Христос приземлился в Городне (Евангелие от Иуды) | страница 66



— Это что?

— Это, братец, изобретение.

— А это зачем? Клетка?

— Угу, — отозвалось со шкафа неизвестное cyщество. Словно в бочку.

— Замолчите, пан, — бросил туда палач. — Да, это клетка.

Помолчал. Потом произнёс с приятной конфиденциальностью:

— Понимаешь, ширится матерь наша церковь. И римская ширится, и восточная. Римская особенно. И неизвестно, которая возьмёт верх. А скорее всего — рано или поздно помирятся. И придёт время — будет она, правая вера, надо всеми другими языческими вера­ми, над всем миром. И даже над животными и гадами. Всех, кто хоть немного иначе думает, сметёт. И будет тог­да рай, тишина и благорастворение воздухов. Человека его матерь наша нежностью, да неотступным покрови­тельством, да отеческими заботами уловит в мережу Божьего царства и любви. А вот с животными и гада­ми труднее. Они себе прыгают, гуляя весёлыми ногами, ползают, да летают, да поют, и нет им дела, что распи­нали когда-то христиан и, стало быть, теперь христиане до конца света должны распинать других и главенство­вать над ними. Попробуй улови их душу. И никто над этим не думает. Ни философы эти, ни академики, ни поэты, никто... Есть, конечно, есть, ничего не скажу. Но как-то всё бескрыло, как-то всё только на людей [4]. И раз они, сопливые книжники, не хотят думать о будущем человечества и вообще всего живого — надо это всё взять в наши сильные руки. Мы не подготовились. И кому-то надобно думать о будущем, и готовиться. Вот я, скром­ный человек, и мастерю.

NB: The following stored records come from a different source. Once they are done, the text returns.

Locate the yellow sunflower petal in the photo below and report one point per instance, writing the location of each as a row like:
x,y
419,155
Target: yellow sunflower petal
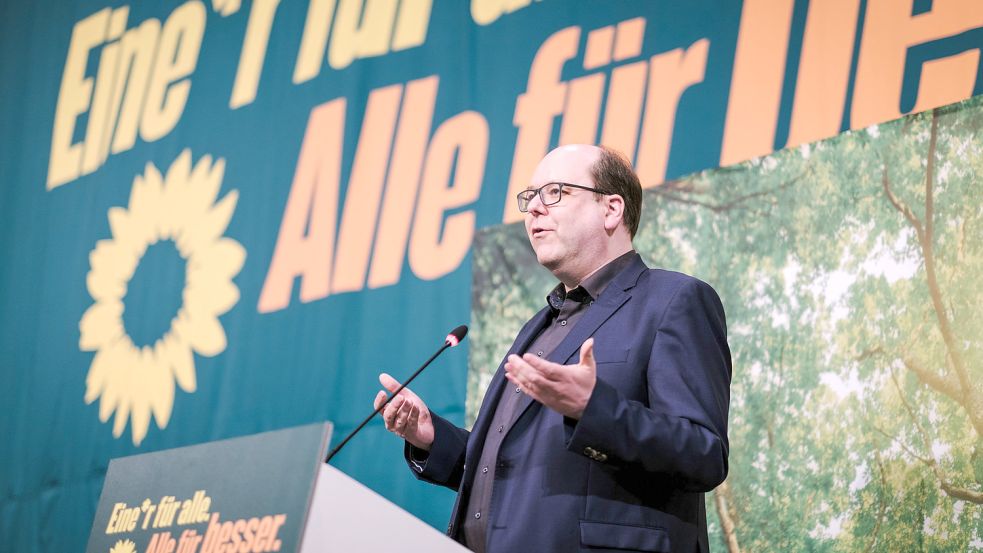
x,y
122,415
210,296
102,324
222,259
204,186
161,390
109,256
99,374
209,227
177,354
203,332
141,392
119,361
126,233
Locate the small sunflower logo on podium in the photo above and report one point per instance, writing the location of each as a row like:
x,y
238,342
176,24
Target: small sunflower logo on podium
x,y
124,546
159,286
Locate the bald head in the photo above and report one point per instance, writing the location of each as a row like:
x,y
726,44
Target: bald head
x,y
571,163
582,226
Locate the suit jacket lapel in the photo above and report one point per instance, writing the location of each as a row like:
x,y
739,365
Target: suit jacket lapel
x,y
612,298
498,382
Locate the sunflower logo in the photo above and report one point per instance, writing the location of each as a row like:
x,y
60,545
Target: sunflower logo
x,y
179,212
123,546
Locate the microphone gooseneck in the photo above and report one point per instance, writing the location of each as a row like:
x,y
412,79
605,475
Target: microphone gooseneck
x,y
453,339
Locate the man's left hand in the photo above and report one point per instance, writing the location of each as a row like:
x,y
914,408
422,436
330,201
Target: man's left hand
x,y
563,388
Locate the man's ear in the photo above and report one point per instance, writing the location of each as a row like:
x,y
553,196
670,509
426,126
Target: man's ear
x,y
614,212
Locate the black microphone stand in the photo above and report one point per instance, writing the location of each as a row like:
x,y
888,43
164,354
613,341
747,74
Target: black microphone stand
x,y
334,451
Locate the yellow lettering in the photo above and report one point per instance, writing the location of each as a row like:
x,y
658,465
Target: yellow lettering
x,y
487,11
358,35
433,254
73,98
102,111
314,40
177,56
361,211
253,52
305,244
670,74
403,181
535,110
756,87
824,70
136,54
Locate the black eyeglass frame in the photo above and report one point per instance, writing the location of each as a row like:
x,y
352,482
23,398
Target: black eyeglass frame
x,y
539,192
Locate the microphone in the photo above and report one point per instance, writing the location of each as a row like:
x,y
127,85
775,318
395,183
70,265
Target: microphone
x,y
452,339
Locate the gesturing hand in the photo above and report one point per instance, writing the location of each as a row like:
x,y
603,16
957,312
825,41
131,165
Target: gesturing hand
x,y
406,415
563,388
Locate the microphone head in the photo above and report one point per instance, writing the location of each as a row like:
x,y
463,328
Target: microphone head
x,y
456,335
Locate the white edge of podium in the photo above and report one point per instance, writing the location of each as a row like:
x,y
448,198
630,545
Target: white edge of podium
x,y
347,516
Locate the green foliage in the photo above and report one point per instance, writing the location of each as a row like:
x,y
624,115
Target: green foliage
x,y
850,271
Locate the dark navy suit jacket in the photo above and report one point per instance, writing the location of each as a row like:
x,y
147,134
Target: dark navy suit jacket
x,y
632,472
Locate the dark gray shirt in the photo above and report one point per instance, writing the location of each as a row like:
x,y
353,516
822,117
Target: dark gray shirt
x,y
566,308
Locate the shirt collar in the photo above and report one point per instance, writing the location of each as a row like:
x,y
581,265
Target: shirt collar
x,y
591,287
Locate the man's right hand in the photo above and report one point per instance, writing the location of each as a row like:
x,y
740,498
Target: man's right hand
x,y
406,415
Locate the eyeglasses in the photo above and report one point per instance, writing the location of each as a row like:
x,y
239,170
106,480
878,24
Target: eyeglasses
x,y
550,193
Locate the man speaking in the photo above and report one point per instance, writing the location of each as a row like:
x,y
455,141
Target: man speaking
x,y
607,420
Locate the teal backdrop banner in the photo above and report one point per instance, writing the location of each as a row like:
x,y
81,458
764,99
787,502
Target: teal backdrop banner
x,y
221,218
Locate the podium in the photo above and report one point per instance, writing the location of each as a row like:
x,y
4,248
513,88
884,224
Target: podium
x,y
265,492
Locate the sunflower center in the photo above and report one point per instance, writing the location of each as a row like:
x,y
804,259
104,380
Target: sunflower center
x,y
154,294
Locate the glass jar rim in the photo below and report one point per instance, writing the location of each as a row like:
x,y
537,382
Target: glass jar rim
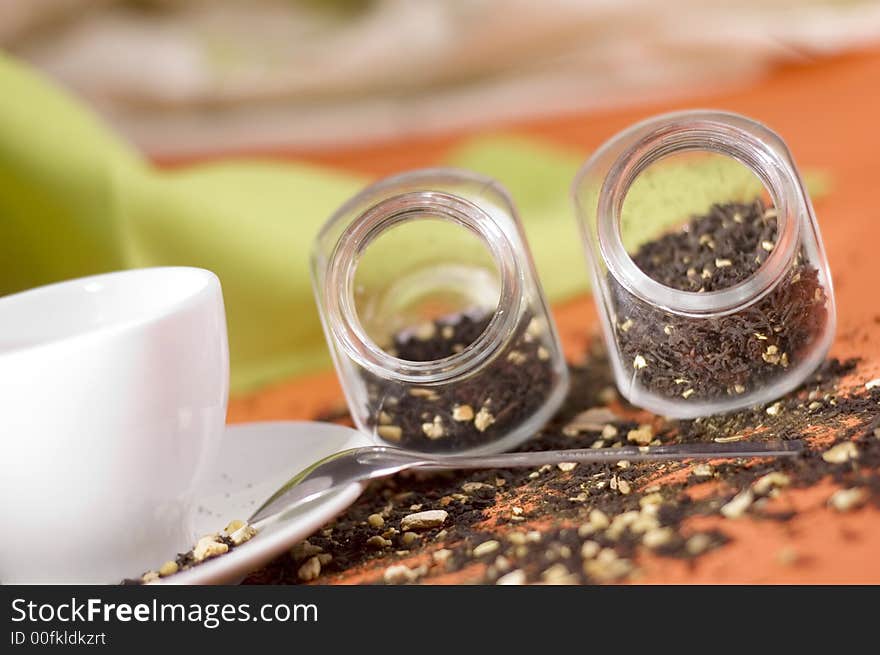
x,y
392,211
735,136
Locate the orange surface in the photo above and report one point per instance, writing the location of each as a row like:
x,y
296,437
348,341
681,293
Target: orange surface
x,y
828,112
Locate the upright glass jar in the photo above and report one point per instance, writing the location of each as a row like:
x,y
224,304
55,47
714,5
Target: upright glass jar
x,y
439,328
733,307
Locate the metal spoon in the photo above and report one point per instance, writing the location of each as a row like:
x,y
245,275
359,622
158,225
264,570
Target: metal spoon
x,y
371,462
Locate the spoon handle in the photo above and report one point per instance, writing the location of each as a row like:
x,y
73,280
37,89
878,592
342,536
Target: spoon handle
x,y
671,452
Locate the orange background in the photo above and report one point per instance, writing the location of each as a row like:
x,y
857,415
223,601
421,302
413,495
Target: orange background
x,y
829,114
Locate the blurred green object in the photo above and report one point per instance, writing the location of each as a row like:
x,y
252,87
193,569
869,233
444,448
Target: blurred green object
x,y
76,201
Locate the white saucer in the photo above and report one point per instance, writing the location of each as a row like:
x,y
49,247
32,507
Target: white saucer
x,y
255,460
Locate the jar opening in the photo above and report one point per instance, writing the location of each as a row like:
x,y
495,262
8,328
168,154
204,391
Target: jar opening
x,y
383,308
722,135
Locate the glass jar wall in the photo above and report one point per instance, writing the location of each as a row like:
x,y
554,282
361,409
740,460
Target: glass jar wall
x,y
732,304
437,322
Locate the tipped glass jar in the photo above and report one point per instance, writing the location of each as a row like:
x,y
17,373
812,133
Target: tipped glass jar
x,y
707,264
437,323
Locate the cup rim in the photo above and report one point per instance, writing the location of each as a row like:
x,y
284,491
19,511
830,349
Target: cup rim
x,y
203,281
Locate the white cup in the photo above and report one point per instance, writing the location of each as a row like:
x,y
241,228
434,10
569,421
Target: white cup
x,y
113,394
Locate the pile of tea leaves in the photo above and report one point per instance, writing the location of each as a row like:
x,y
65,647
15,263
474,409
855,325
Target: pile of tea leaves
x,y
470,413
591,523
694,358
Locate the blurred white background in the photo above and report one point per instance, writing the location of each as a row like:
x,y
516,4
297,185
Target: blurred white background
x,y
190,76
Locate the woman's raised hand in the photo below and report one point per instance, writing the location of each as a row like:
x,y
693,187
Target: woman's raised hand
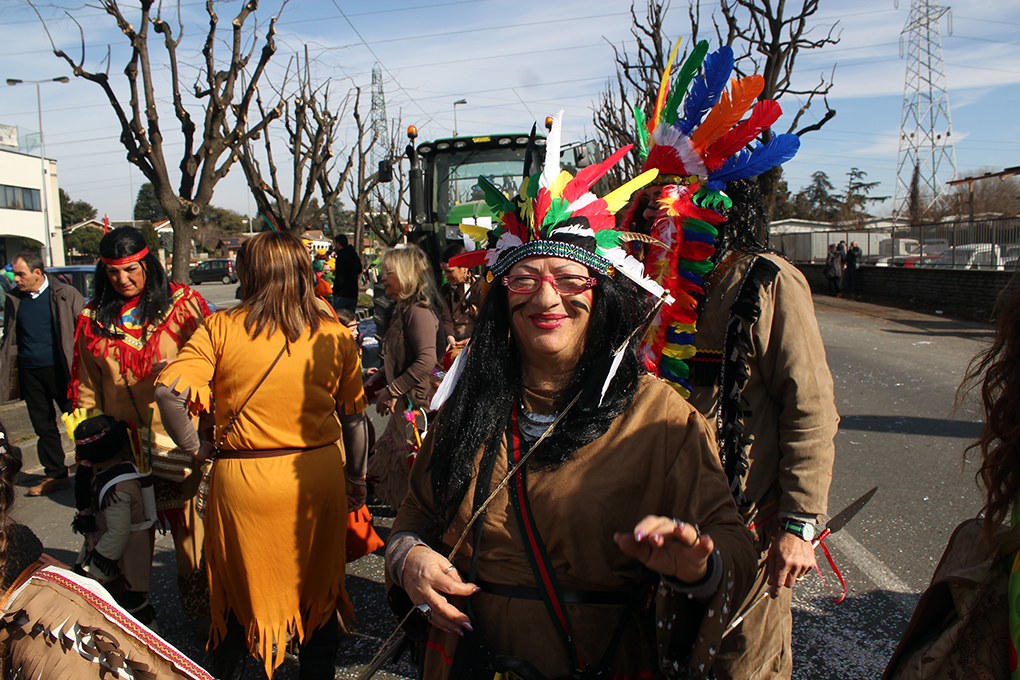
x,y
668,546
427,578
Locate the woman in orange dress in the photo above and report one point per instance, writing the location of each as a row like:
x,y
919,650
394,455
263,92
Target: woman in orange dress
x,y
290,404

Палач прикрепил к поделке второе крыло.

— Это клетка для соловья, — он рассматривал её с неж­ностью и законным почётом создателя. — С крыльями. Летучая. Летай себе в ней, да и славь Господа Бога и нашу церковь.

И неожиданно легко вскинулся на ноги.

— Идём, что-то тебе покажу.

Он быстро пошёл к завесе, отдёрнул её и зажёг све­тильник. В неопределённом мерцающем свете проступи­ли возле стенок огромного сарая десятки удивительных, необычных для глаза машин и сооружений.

— Всесилен он, всё он может, человеческий мозг, если с ним Бог и церковь, — тихо молвил палач. — Видишь, это прибор для добывания мозга через нос для исследования его на предмет опасных мыслей. Беда только, достаёт хорошо, а вот назад вставить, если ничего не нашёл, — этого ещё не добился. Ничего, добьюсь. Это балда с приводными колёсами. Если удачно стукнуть лет в тринадцать — никаких мыслей и намерений у челове­ка больше не останется, кроме намерения маршировать и получать за это хлеб.